We set the use of permutation invariant polynomials (pips). We also choose 40 training points out of our 75 point dataset. We sample the 40 training points with the structure-based sampling algorithm, and train over 10 different hyperparamter configurations. For reproduciblity, we fix the random seed of the hyperparameter search.

We use Gaussian process regression here. We supply a dataset, and input_object for access to the various keywords we have set, and a molecule_type which is required for using PIPs. The molecule_type must be a string given in the order of most common element first, e.g. A3B2C, A4B, etc. We could alternatively supply our Molecule object from before by passing molecule=molecule_object instead.

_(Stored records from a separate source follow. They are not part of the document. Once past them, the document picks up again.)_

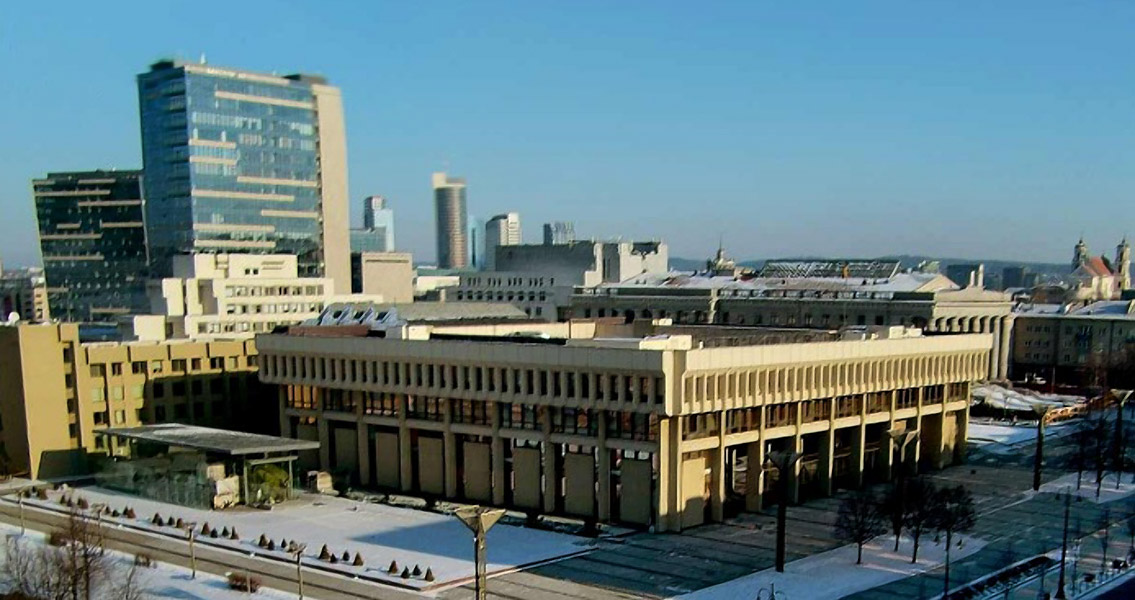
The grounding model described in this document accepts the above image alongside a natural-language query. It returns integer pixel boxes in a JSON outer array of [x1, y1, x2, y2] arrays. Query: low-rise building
[[257, 313, 992, 531], [0, 324, 263, 479]]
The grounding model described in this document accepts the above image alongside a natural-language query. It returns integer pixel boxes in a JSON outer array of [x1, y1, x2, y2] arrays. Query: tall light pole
[[1057, 490, 1071, 600], [185, 522, 197, 580], [766, 450, 804, 573], [455, 506, 504, 600], [287, 542, 308, 600], [1033, 404, 1052, 491]]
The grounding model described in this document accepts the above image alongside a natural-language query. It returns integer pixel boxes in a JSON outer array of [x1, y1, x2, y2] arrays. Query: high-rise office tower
[[485, 212, 521, 271], [32, 170, 150, 321], [434, 172, 469, 269], [351, 196, 394, 253], [137, 60, 351, 291], [544, 221, 575, 246]]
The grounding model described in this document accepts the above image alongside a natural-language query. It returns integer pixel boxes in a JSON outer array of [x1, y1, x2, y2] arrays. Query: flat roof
[[95, 423, 319, 456]]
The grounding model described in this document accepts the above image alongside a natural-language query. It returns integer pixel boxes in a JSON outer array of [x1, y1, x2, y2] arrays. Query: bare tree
[[902, 478, 938, 564], [835, 490, 886, 565], [0, 509, 144, 600], [931, 485, 977, 600]]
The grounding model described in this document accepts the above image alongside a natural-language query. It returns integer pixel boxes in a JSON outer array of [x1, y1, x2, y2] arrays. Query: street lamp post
[[1033, 404, 1052, 491], [185, 522, 197, 580], [767, 450, 804, 573], [455, 506, 504, 600], [287, 542, 308, 600], [1057, 491, 1071, 600]]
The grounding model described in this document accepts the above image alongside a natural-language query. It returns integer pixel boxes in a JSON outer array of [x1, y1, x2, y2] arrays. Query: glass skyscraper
[[32, 170, 150, 321], [138, 61, 351, 289]]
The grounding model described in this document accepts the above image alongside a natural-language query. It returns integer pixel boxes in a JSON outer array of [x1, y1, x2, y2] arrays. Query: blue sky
[[0, 0, 1135, 264]]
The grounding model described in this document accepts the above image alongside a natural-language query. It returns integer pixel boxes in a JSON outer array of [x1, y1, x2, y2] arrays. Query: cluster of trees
[[835, 478, 976, 572], [0, 508, 145, 600]]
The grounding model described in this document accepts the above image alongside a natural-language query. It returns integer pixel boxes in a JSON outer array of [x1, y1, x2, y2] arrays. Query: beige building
[[140, 254, 384, 339], [0, 324, 263, 479], [1012, 301, 1135, 387], [257, 319, 992, 531], [570, 262, 1014, 379], [351, 252, 414, 303]]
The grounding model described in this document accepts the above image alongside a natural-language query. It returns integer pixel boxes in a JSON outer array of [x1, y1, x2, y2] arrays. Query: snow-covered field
[[676, 535, 985, 600], [17, 487, 591, 588], [1041, 471, 1135, 502]]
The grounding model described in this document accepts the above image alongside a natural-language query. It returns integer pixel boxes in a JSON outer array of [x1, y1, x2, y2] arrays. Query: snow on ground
[[0, 523, 299, 600], [1041, 471, 1135, 502], [676, 535, 985, 600], [22, 487, 591, 588], [967, 421, 1076, 451]]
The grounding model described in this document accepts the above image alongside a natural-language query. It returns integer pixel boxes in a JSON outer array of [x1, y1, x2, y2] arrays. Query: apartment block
[[0, 324, 264, 479]]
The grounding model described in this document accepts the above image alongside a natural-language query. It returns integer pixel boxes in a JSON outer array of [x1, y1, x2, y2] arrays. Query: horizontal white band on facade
[[40, 234, 102, 239], [190, 137, 236, 149], [193, 239, 276, 248], [183, 65, 292, 85], [190, 154, 236, 166], [192, 187, 295, 202], [43, 254, 103, 262], [260, 209, 319, 219], [236, 175, 319, 187], [213, 90, 316, 110], [35, 189, 110, 197], [77, 200, 142, 209], [193, 223, 276, 234]]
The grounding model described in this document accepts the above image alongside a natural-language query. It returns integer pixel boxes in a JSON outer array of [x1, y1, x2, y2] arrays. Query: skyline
[[0, 2, 1135, 265]]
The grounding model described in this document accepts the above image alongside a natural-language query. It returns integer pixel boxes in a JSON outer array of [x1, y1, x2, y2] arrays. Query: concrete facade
[[0, 324, 264, 479], [258, 321, 992, 531]]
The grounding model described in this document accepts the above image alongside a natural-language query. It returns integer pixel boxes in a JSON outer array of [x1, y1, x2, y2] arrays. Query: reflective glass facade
[[32, 171, 149, 321], [138, 61, 323, 277]]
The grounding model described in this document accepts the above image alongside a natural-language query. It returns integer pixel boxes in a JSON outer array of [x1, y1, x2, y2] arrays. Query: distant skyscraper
[[434, 172, 469, 269], [351, 196, 394, 254], [544, 221, 575, 246], [485, 212, 522, 271], [32, 171, 150, 321], [137, 60, 351, 293]]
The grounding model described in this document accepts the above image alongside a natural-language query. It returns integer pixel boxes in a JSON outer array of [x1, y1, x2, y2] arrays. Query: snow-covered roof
[[95, 423, 319, 456], [598, 271, 959, 293]]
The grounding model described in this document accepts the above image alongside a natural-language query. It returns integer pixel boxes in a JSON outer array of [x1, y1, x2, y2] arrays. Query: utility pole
[[1057, 491, 1071, 600], [766, 450, 804, 573], [287, 542, 308, 600], [454, 506, 504, 600], [185, 523, 197, 580]]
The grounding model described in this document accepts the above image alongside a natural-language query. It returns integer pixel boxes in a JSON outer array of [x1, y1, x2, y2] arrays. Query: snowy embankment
[[676, 535, 985, 600]]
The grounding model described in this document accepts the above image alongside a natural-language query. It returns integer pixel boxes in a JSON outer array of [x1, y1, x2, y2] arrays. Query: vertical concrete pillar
[[490, 401, 510, 506], [997, 316, 1012, 379], [596, 411, 611, 521], [398, 395, 414, 491], [355, 417, 371, 485], [745, 440, 765, 513], [540, 406, 560, 514], [709, 419, 725, 523]]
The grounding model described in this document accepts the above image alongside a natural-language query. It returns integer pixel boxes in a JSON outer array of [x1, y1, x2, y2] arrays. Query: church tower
[[1071, 237, 1087, 271], [1116, 236, 1132, 290]]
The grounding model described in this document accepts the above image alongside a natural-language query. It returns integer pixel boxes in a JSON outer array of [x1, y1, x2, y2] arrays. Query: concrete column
[[851, 394, 867, 489], [355, 417, 370, 485], [490, 401, 508, 506], [745, 440, 765, 513], [398, 395, 414, 491], [997, 316, 1012, 379], [595, 411, 611, 521], [540, 407, 560, 514], [709, 419, 725, 523]]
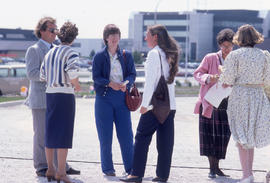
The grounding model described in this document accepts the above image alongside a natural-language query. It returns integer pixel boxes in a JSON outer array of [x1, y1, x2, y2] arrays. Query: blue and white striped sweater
[[40, 45, 79, 93]]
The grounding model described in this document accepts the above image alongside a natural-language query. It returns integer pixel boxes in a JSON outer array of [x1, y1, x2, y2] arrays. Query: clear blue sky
[[0, 0, 270, 38]]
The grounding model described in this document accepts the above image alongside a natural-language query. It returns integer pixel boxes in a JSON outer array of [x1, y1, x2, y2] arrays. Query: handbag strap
[[123, 49, 136, 88], [158, 51, 164, 76]]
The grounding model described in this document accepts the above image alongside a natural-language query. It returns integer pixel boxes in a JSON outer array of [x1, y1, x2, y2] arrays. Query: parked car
[[0, 64, 29, 95], [135, 67, 145, 93]]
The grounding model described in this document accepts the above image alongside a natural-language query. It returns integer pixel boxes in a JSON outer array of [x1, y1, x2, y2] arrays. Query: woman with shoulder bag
[[120, 25, 179, 182], [92, 24, 136, 176], [194, 29, 234, 178]]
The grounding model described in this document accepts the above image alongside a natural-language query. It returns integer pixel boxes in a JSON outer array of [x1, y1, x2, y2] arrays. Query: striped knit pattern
[[40, 45, 79, 93]]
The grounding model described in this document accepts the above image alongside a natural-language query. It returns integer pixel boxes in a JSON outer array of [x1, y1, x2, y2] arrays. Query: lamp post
[[154, 0, 161, 24], [185, 0, 190, 81]]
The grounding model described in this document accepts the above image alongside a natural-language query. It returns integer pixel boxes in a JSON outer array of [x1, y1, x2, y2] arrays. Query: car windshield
[[136, 70, 145, 77]]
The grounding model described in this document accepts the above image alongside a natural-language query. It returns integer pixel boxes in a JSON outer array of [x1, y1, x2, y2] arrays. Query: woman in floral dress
[[220, 25, 270, 183]]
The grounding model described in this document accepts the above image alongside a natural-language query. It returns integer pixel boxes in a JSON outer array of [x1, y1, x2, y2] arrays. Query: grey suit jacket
[[25, 40, 49, 109]]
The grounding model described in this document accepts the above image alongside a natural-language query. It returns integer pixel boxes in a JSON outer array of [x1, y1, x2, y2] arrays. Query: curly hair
[[34, 17, 56, 38], [233, 24, 264, 47], [217, 29, 235, 45], [57, 21, 78, 44], [147, 25, 180, 84], [103, 24, 121, 46]]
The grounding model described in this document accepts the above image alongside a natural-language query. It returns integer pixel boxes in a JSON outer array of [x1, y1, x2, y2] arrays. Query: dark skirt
[[45, 93, 75, 148], [199, 99, 231, 159]]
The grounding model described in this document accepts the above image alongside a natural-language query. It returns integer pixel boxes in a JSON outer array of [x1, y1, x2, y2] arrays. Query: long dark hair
[[148, 25, 180, 84]]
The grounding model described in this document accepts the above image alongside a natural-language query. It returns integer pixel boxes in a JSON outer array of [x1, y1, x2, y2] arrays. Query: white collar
[[40, 39, 52, 49]]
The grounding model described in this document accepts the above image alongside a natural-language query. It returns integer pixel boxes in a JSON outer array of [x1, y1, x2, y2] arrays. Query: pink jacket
[[193, 51, 221, 118]]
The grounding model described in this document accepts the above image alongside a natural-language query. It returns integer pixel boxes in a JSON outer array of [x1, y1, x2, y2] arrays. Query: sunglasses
[[48, 28, 59, 34]]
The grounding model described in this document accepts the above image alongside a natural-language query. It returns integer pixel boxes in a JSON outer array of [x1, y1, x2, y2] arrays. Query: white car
[[135, 68, 145, 93], [0, 64, 29, 96]]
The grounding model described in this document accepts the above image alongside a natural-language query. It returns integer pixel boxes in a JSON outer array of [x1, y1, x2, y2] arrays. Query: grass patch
[[0, 96, 25, 102]]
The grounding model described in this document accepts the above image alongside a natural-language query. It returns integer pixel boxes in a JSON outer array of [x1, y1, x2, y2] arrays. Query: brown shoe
[[45, 169, 55, 182], [66, 167, 81, 175], [36, 168, 47, 177], [55, 173, 73, 183]]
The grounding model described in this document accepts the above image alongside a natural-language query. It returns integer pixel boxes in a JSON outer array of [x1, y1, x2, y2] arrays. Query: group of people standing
[[194, 24, 270, 183], [26, 17, 179, 183], [26, 17, 270, 183]]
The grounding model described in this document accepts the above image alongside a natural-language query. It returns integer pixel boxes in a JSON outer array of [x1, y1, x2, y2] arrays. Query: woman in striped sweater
[[40, 22, 80, 183]]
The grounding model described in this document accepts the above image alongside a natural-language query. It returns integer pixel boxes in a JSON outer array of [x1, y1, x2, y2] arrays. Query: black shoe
[[36, 168, 48, 177], [215, 168, 230, 177], [66, 167, 81, 175], [120, 177, 142, 183], [152, 177, 167, 182], [105, 172, 116, 177], [208, 171, 217, 179]]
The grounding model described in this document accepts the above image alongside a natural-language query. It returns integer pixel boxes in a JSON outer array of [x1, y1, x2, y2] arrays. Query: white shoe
[[237, 175, 254, 183], [265, 171, 270, 183]]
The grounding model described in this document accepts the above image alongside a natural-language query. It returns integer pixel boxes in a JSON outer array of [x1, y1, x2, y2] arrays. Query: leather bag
[[123, 50, 142, 111], [126, 84, 142, 111], [151, 51, 171, 124]]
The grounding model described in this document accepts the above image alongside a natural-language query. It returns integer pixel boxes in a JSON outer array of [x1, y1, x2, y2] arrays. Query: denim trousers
[[95, 89, 133, 173]]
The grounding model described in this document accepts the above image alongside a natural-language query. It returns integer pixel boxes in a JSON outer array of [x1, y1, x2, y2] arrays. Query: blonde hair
[[233, 24, 264, 47]]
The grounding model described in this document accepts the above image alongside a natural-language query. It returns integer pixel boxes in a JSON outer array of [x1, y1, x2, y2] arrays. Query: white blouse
[[109, 52, 123, 83], [142, 45, 176, 110]]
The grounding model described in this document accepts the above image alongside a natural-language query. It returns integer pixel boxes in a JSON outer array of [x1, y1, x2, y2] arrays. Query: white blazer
[[142, 45, 176, 110]]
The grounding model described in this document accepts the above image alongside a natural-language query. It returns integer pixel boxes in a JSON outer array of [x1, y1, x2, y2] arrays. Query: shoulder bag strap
[[158, 51, 164, 76]]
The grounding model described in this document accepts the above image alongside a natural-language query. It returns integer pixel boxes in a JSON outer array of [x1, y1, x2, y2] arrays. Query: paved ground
[[0, 97, 270, 183]]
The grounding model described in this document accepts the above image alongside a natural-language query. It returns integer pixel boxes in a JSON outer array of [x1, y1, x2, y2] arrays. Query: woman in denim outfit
[[93, 24, 136, 176]]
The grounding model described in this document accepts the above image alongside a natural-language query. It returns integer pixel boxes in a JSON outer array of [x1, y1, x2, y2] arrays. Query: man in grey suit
[[25, 17, 80, 177]]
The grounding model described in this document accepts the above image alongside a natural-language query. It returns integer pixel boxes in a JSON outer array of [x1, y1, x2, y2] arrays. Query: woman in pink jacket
[[194, 29, 234, 178]]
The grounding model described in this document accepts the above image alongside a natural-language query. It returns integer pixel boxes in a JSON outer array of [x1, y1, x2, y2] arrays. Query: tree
[[89, 50, 96, 60]]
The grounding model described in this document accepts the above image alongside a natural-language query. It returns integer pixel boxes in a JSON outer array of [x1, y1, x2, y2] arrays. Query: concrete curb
[[0, 99, 25, 107]]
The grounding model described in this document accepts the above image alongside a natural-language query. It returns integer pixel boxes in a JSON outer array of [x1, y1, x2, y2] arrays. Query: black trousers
[[131, 110, 175, 179]]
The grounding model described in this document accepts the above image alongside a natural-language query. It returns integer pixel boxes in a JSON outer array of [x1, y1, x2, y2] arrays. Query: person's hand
[[120, 84, 127, 92], [74, 84, 81, 92], [218, 65, 224, 72], [210, 74, 219, 83], [222, 83, 231, 88], [109, 81, 121, 90], [140, 106, 147, 114]]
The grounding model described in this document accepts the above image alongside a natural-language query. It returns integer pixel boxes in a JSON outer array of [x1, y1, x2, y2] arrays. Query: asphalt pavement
[[0, 97, 270, 183]]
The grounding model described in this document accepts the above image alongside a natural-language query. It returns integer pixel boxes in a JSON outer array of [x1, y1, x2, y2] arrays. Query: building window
[[71, 43, 81, 48], [144, 20, 188, 26], [6, 34, 25, 39], [190, 43, 196, 60]]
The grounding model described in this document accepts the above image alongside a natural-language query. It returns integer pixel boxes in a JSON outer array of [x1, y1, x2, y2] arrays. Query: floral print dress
[[220, 47, 270, 149]]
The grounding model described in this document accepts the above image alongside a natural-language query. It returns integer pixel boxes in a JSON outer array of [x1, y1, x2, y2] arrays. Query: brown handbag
[[123, 50, 142, 111], [151, 50, 171, 124], [126, 84, 142, 111]]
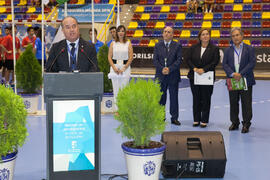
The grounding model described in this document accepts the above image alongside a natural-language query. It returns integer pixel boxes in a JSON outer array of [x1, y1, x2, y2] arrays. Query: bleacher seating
[[127, 0, 270, 48]]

gp = peslearn.ml.GaussianProcess("PES.dat", input_object, molecule_type='A2B')
gp.optimize_model()
Using permutation invariant polynomial transformation for molecule type  A2B
Beginning hyperparameter optimization...
Trying 10 combinations of hyperparameters
Training with 40 points (Full dataset contains 75 points).
Using structure_based training set point sampling.
Hyperparameters:
{'morse_transform': {'morse': False}, 'pip': {'degree_reduction': True, 'pip': True}, 'scale_X': None, 'scale_y': 'mm11'}
Test Dataset 84.45
Full Dataset 73.93
Median error: 48.46
Max 5 errors: [148.2 153.1 154.5 171.6 225.3]
Hyperparameters:
{'morse_transform': {'morse': True, 'morse_alpha': 1.9000000000000001}, 'pip': {'degree_reduction': False, 'pip': True}, 'scale_X': 'std', 'scale_y': 'mm01'}
Test Dataset 1323.87
Full Dataset 978.36
Median error: 606.51
Max 5 errors: [1405.8 2066.5 3306.  3561.  3768.6]
...
...
...

###################################################
#                                                 #
#     Hyperparameter Optimization Complete!!!     #
#                                                 #
###################################################

Best performing hyperparameters are:
[('morse_transform', {'morse': False}), ('pip', {'degree_reduction': False, 'pip': True}), ('scale_X', None), ('scale_y', 'mm01')]
Fine-tuning final model architecture...
Hyperparameters:  {'morse_transform': {'morse': False}, 'pip': {'degree_reduction': False, 'pip': True}, 'scale_X': None, 'scale_y': 'mm01'}
Final model performance (cm-1):
Test Dataset 9.38  Full Dataset 6.44     Median error: 1.09  Max 5 errors: [11.8 13.5 18.4 24.8 34.8]

Saving ML model data...

We have found a Gaussian process model which has a 9.38 cm-1 RMS prediction error on the test set of 35 points, and 6.44 cm-1 RMSE for the full 75 point dataset. Very nice! The model information is saved in a directory called model1_data, and if further models are trained (perhaps with different random seeds and maybe constrained hyperparameters) additional models will be saved in this same format but with increasing integer values, model2_data, model3_data, etc.

A neural network can be trained with nearly identical syntax, though one may want to specify additional keywords.

nn = peslearn.ml.NeuralNetwork("PES.dat", input_object, molecule_type='A2B')
nn.optimize_model()

More information on this can be found in the CLI tutorial page.